Why it is a good choice over other alternatives?
1.Google is generally quicker than the other search engines at bringing back results. It is able to deliver millions of results in 0.19 of a second.
2.Google has a lot more sites in its index. It picks up new sites faster than any other engine, so you are able to search the latest news, latest sites and just loads more sites in general.
3.Google’s algorithm is much more sophisticated than the other engines.

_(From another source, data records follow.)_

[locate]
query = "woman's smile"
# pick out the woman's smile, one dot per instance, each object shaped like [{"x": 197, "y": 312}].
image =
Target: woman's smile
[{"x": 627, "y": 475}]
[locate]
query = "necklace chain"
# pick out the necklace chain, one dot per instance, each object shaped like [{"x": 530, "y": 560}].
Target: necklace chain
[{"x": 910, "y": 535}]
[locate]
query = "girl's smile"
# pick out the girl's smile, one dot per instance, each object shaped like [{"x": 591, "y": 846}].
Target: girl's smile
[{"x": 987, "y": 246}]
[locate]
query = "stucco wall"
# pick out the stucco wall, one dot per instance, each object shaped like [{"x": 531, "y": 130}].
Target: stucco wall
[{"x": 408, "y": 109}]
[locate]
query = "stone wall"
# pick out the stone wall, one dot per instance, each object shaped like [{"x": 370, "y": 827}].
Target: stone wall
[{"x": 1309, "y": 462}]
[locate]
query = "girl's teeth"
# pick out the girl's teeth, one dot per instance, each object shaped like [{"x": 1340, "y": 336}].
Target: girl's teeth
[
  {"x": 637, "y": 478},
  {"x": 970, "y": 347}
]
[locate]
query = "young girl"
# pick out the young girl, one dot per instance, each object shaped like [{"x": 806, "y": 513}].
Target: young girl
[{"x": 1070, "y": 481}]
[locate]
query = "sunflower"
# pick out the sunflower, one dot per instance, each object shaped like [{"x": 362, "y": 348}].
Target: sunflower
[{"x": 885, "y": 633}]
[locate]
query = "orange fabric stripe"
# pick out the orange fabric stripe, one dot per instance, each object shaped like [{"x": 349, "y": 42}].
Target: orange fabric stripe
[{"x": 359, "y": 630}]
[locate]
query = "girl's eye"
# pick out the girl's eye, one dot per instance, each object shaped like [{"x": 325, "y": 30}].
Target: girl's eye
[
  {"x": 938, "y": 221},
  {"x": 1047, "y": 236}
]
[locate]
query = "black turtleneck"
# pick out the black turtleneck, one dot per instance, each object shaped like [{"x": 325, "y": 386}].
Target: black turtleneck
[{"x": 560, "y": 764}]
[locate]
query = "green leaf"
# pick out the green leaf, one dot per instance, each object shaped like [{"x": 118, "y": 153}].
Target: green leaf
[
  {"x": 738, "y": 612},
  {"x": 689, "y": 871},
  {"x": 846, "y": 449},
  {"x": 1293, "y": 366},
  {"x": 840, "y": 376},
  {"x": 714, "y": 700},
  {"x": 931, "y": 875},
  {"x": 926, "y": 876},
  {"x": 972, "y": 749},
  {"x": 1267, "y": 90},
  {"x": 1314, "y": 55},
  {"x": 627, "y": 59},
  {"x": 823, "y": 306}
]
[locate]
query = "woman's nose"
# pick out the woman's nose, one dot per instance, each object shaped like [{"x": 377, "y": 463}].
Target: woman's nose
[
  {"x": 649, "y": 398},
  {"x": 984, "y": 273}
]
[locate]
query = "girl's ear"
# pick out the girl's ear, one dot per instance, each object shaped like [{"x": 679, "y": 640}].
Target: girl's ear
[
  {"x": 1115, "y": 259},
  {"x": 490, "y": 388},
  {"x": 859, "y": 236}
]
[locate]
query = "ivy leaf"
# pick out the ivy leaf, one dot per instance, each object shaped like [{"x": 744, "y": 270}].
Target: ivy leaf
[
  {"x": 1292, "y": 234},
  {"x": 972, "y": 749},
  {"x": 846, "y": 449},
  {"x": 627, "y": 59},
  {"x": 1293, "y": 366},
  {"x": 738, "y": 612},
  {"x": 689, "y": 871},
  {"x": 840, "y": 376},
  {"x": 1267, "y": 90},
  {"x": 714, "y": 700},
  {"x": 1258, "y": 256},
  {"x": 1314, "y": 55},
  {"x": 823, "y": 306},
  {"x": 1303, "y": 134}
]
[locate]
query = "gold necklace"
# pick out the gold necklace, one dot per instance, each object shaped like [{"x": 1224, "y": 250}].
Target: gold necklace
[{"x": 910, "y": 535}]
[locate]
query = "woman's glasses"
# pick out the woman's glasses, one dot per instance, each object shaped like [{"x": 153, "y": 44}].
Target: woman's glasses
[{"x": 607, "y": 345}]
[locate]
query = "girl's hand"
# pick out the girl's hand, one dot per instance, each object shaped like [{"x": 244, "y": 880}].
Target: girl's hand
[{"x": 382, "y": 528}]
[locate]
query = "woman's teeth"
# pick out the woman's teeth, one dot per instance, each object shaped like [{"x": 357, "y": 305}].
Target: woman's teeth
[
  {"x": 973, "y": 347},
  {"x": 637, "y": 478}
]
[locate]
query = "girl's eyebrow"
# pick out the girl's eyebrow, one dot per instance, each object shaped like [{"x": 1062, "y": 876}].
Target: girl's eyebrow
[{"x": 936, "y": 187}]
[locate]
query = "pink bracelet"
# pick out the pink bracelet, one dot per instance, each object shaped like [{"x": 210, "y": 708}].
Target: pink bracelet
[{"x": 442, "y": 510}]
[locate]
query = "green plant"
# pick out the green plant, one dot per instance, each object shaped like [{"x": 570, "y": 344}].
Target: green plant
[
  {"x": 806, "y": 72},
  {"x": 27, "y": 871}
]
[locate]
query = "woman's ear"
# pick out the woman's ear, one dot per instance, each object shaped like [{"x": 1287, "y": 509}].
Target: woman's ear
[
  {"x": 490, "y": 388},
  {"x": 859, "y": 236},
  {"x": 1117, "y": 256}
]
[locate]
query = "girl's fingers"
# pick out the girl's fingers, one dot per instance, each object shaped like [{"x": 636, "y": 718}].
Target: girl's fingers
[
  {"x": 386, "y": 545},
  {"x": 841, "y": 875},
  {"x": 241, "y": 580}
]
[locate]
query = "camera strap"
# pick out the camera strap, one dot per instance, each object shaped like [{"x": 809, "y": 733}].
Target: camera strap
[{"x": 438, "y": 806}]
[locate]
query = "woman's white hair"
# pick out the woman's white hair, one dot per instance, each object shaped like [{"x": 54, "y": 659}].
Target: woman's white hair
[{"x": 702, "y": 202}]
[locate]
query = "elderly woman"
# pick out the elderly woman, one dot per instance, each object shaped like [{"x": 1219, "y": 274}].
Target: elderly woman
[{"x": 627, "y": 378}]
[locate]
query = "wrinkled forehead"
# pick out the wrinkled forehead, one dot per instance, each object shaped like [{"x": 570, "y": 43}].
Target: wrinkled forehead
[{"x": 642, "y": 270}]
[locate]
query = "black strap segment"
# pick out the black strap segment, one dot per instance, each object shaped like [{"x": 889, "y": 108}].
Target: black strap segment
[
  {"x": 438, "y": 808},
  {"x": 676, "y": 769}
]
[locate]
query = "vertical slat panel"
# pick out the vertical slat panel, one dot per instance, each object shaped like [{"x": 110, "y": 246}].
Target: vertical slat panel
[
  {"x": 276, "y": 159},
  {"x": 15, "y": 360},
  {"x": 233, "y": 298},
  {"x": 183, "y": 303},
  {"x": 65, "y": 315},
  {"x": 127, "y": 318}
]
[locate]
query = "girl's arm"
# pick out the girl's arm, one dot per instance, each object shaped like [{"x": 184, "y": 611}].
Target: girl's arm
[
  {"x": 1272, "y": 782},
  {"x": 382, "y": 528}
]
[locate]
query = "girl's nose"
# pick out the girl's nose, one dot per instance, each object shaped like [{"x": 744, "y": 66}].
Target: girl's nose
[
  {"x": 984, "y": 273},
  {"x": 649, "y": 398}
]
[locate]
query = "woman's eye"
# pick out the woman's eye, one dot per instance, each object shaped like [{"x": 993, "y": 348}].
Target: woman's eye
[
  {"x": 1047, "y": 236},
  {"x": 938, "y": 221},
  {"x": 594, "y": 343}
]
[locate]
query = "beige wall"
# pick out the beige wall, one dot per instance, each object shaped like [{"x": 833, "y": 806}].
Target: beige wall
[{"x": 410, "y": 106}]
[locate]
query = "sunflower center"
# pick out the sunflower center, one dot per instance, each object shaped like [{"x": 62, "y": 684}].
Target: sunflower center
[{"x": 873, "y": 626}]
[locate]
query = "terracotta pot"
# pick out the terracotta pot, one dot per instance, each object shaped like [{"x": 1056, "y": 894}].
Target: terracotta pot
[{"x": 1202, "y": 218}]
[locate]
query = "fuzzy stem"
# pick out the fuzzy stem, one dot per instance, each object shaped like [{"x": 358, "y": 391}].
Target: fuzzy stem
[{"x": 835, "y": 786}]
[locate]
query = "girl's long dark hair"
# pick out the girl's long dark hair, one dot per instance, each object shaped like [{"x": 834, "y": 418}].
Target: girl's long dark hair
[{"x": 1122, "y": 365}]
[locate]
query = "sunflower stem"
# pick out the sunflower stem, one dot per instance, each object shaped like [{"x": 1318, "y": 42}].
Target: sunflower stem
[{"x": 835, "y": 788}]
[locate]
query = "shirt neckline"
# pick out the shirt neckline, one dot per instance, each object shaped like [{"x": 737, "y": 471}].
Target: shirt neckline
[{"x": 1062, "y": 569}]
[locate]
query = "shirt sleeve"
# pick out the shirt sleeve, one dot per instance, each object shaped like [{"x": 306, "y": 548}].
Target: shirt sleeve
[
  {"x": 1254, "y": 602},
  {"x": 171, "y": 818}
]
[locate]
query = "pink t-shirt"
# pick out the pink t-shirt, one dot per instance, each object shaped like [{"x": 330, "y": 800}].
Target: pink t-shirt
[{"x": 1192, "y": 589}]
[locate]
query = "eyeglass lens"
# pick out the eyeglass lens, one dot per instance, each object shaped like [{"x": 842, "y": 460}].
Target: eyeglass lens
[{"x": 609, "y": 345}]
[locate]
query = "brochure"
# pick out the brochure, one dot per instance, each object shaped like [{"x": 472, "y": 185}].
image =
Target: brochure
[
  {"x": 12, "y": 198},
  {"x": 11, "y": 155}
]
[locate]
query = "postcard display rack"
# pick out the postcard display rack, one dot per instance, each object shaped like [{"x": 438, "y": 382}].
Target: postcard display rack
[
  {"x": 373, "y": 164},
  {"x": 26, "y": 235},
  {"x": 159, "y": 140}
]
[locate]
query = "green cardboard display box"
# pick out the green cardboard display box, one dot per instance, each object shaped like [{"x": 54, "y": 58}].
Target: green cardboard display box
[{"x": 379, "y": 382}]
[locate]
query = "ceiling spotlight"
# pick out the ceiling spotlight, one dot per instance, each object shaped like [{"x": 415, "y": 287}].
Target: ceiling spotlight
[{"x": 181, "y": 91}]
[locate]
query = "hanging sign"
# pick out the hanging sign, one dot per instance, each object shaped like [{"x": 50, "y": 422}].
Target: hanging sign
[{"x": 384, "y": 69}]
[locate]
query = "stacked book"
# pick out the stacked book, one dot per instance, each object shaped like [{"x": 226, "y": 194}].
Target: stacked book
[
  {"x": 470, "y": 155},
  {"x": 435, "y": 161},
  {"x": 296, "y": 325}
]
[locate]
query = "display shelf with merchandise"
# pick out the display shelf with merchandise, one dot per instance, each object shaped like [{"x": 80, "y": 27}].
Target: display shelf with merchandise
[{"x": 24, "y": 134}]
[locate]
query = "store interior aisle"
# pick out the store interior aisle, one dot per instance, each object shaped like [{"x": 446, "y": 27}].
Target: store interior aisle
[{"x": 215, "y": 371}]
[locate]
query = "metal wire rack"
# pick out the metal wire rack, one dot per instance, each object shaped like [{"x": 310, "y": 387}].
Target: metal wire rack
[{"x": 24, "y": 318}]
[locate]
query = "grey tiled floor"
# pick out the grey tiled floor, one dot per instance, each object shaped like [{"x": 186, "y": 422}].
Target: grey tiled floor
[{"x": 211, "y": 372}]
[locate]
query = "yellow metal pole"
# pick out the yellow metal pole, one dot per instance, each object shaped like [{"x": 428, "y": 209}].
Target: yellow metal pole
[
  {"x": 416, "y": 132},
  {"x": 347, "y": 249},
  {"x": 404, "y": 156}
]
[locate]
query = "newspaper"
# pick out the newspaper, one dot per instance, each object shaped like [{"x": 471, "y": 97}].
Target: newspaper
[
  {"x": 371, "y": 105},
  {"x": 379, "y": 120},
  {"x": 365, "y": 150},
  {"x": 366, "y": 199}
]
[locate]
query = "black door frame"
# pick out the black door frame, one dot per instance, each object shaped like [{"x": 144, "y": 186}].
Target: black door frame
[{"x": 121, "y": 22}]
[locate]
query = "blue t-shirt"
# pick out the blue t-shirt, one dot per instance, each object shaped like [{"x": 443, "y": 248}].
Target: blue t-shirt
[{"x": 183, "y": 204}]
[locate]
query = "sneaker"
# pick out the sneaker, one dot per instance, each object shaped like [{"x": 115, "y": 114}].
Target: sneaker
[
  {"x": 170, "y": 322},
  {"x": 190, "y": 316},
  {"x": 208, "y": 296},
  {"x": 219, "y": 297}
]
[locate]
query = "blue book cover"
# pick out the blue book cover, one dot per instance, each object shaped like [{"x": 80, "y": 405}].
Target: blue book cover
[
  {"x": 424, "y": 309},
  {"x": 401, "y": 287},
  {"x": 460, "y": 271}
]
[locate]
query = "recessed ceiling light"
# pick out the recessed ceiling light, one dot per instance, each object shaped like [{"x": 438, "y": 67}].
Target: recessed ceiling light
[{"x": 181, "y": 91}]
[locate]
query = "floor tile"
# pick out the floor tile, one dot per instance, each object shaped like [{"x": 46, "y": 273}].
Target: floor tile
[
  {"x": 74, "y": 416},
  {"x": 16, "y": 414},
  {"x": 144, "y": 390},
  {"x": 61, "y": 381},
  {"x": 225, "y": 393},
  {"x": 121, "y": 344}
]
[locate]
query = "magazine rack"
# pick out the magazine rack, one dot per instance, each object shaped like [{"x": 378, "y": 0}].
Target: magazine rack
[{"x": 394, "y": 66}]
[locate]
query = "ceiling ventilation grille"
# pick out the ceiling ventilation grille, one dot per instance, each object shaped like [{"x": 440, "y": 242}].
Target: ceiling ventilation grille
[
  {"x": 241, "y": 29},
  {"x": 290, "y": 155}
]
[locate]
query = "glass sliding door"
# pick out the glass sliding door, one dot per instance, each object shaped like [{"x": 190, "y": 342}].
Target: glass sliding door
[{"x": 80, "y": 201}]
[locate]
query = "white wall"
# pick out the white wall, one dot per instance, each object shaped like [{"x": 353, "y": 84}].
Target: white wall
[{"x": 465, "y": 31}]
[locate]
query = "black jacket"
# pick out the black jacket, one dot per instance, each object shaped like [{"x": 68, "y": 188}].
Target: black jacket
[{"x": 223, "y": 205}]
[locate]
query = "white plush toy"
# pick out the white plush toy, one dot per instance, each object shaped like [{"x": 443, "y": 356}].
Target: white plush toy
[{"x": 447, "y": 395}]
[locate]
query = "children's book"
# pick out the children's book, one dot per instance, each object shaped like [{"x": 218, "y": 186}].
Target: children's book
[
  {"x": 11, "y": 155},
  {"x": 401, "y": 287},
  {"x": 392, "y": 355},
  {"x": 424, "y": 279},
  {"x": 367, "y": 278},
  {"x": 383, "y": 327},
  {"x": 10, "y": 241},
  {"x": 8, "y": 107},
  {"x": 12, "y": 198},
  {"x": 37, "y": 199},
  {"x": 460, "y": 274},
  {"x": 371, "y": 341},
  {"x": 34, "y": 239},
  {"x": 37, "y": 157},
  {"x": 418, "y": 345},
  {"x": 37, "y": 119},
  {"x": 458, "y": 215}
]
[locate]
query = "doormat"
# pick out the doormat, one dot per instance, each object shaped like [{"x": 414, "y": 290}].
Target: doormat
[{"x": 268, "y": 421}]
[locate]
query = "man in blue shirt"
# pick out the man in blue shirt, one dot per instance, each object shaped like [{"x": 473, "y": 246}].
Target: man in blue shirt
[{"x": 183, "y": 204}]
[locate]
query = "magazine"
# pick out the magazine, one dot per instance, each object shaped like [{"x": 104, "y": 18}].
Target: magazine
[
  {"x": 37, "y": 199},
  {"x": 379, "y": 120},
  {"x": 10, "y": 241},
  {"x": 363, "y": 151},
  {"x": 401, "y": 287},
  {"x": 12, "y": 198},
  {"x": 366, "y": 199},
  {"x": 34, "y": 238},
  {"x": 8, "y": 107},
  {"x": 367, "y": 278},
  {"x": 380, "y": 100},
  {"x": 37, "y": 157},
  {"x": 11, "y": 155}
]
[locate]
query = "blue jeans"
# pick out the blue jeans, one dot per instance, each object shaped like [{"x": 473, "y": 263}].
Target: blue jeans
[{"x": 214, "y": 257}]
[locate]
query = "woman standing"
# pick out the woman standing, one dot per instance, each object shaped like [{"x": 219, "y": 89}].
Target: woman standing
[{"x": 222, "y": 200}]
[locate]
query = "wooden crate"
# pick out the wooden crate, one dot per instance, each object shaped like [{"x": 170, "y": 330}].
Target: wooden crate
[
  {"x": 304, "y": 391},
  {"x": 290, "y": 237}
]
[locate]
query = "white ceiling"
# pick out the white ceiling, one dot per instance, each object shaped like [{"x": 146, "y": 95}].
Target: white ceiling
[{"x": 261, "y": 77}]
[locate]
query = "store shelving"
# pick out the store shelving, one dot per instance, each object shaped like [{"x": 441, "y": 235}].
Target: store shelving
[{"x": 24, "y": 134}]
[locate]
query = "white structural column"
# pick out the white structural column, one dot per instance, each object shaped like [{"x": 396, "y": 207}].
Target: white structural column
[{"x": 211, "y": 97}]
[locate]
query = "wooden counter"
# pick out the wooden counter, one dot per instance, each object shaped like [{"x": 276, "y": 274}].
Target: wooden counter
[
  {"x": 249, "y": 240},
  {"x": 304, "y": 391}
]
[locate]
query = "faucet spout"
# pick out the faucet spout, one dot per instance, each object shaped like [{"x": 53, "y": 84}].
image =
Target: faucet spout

They should be better at determining which sites are the most relevant and which ones aren’t – especially with continous updates to their algorithm to keep up with ever-evolving digital behaviours.
Google is a fully-automated search engine that uses software known as web crawlers that explore the web on a regular basis to find sites stored and updated in Google fIle system to add to our index using mapreducer and providing users to search queires really faster using the cache and also improving the quality of the searches based on the indent of search rather than just the word matching algorithms, the software and hardware are as simple as the UI but the depth of it is like a pacific ocean (FUN -FACT The press revealed the existence of Google's floating data centers along the coasts of the states of California (Treasure Island's Building 3) and Maine. The development project was maintained under tight secrecy. where the data centers were 250 feet long, 72 feet wide, 16 feet deep.)
With this article at OpenGenus, you must have the complete idea of System Design of Google Search.